I learned that you should never give up. Ever. Don’t care if you’re last. Just keep going. Crawl if you have to.
I arrived at the Schwarzwald Marathon signed up for two events. The first was the 10 km event on the Saturday, which I had promised to do with my sporty Black Forest ‘hexle’ friend. The second was the full marathon event on the Sunday. Looking back I probably took on more than I could chew, seeing as my marathon training plan had been nothing like it should have been (now that I’m a bit older and wiser, I know what a marathon plan looks like - and to be honest, I don’t think I had a plan to begin with!).
The 10 km was a fun run with the Wald Hexle, who despite being over the age of 60, ran like Wonder Woman. I definitely had my work cut out keeping up with her, as she put her foot on the pedal on the home sprint.
One of the main reasons for choosing the Schwarzwald Marathon was that it had advertised itself as being mostly on forest trail. Either my German had gotten worse since I had left, or the definition of forest trail was open to debate. The reality was more likely I’d just been completely spoiled by the amazing soft forest trails in Norway, of which there are an endless supply. What I experienced on that Sunday marathon day was mostly hard surface and bitumen.
True to race day form, it was a bitterly cold autumn morning with fog blanketing the whole route. In the afternoon, everything cleared up but by that time my race was already over.
I developed a case of the dreaded sore knee around the 21 km mark, and soon after started walking until the 28 km mark. For some reason or another, I was embarassed at being so slow, and the gods forbid, last. I felt guilty about the volunteers manning the first aid, drinks and timing stations, having to wait for me. (Since this race, I’ve read about women and their battle with the imposter syndrome.)
On that day this mindset definitely infected and derailed my belief that I could make it back to the start line and finish the race, even if I had to walk the entire way. I had nobody kicking me up the bum, or blasting me across the finish line. And while my knees hurt, I felt perfectly fine physically and mentally - not tired at all.

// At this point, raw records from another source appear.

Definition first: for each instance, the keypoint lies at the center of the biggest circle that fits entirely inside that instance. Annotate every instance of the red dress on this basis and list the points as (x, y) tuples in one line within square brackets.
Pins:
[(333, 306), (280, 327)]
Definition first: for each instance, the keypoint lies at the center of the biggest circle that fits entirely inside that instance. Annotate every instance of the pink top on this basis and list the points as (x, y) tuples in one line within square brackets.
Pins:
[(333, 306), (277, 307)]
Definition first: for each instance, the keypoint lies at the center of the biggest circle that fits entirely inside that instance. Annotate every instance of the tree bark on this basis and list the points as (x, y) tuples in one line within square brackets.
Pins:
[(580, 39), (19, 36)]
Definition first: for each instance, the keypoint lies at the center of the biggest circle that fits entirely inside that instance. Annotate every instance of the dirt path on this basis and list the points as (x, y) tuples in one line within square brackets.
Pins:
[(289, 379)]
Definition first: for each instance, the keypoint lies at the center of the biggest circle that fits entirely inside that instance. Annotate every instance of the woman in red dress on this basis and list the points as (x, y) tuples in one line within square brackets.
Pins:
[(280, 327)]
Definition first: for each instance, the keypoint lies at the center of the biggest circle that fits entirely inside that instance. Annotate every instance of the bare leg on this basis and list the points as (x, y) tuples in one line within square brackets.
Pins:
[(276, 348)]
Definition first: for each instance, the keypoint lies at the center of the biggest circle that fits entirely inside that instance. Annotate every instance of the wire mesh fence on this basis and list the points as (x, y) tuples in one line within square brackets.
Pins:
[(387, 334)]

So basically, I could have continued. What stopped me, apart from my attitude? Nothing. The dumbest thing was to think that just because I couldn’t run anymore, the race was essentially over. Wrong.

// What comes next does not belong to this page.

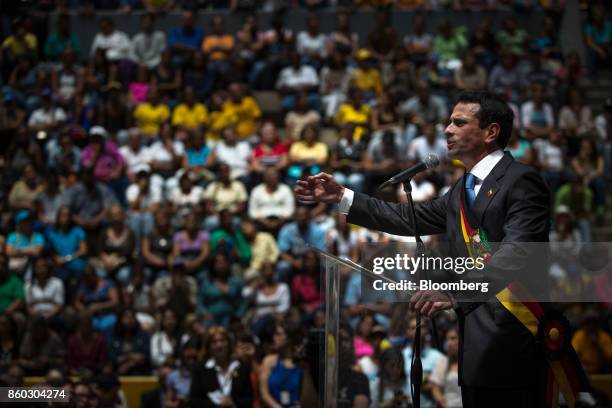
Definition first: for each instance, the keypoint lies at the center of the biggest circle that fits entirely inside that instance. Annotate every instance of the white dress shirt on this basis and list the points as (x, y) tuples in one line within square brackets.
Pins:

It was my first marathon (a big deal when you’ve never done it before) and I had nothing to fall back on by way of experience or knowledge about what to expect and what to do when shit happened. Today I know there is a point to following a marathon plan.

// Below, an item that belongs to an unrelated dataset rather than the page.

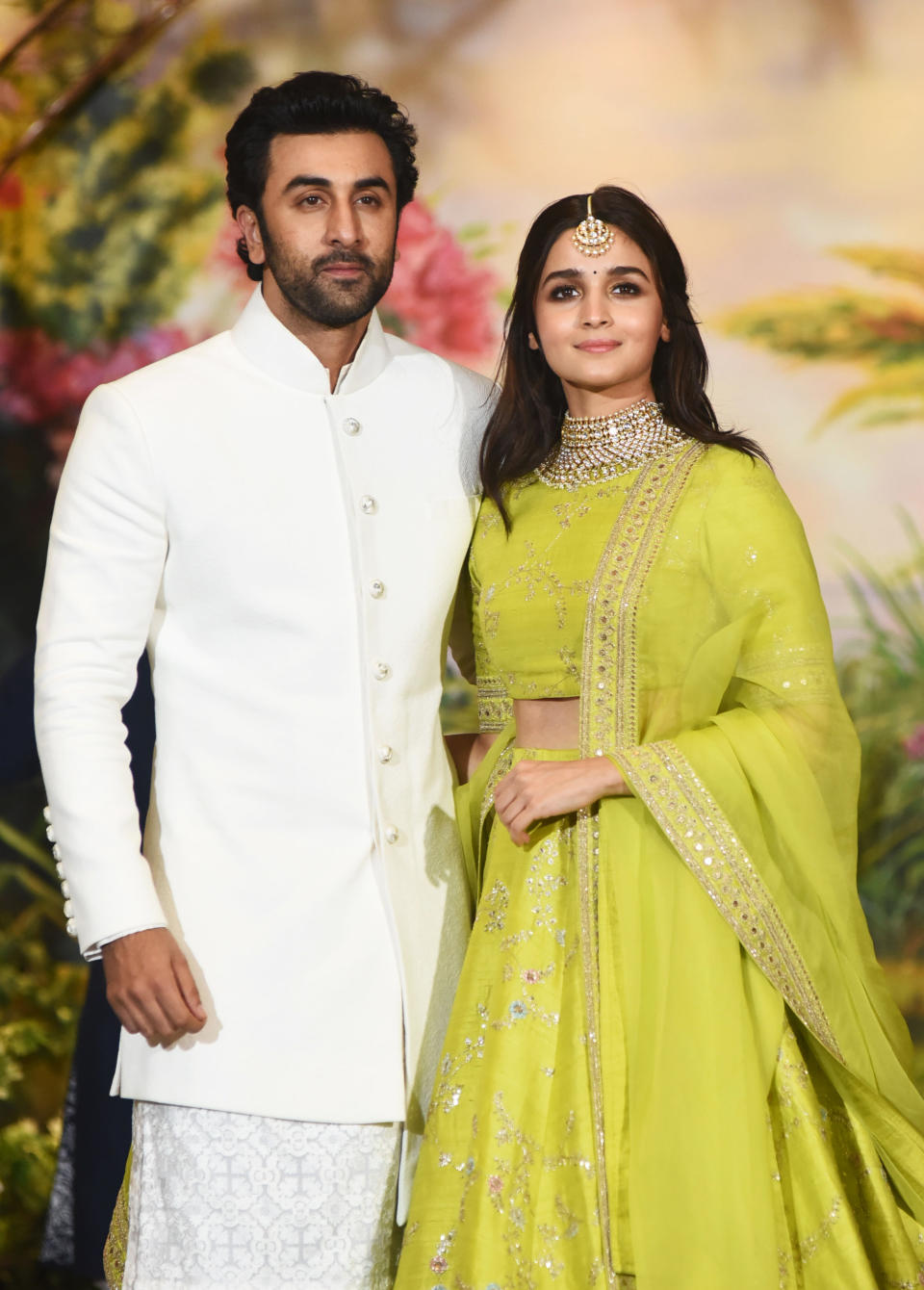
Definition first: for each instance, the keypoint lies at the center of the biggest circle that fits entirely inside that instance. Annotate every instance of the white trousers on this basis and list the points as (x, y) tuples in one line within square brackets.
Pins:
[(219, 1200)]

What I learned by running the Schwarzwald Marathon 2015 was that I could have finished it, and that only my fears and faulty conclusions stopped me. There was about 14 km left to tackle, and now that I know how far that is, it’s a surprise to think I wasn’t even prepared to knuckle down and get on with it.
The moral of the story is: when you run, don’t think, just run - and don’t stop until you get to the end. And if you have to stop running, then walk. Take a break, anything, just don’t stop unless there’s something physically wrong with you.
In other words, it doesn’t matter how you get to the end, as long as you get there.
The 10 km took me 1:13:00, which was slower than the first 10 km I did but it was not about the race, it was about having a fun run with my dear friend.
The marathon took me 3:18:00 to reach the 25 km mark after 4 km of walking. Not sure what time I had after 29 km as I didn’t have a watch or timer.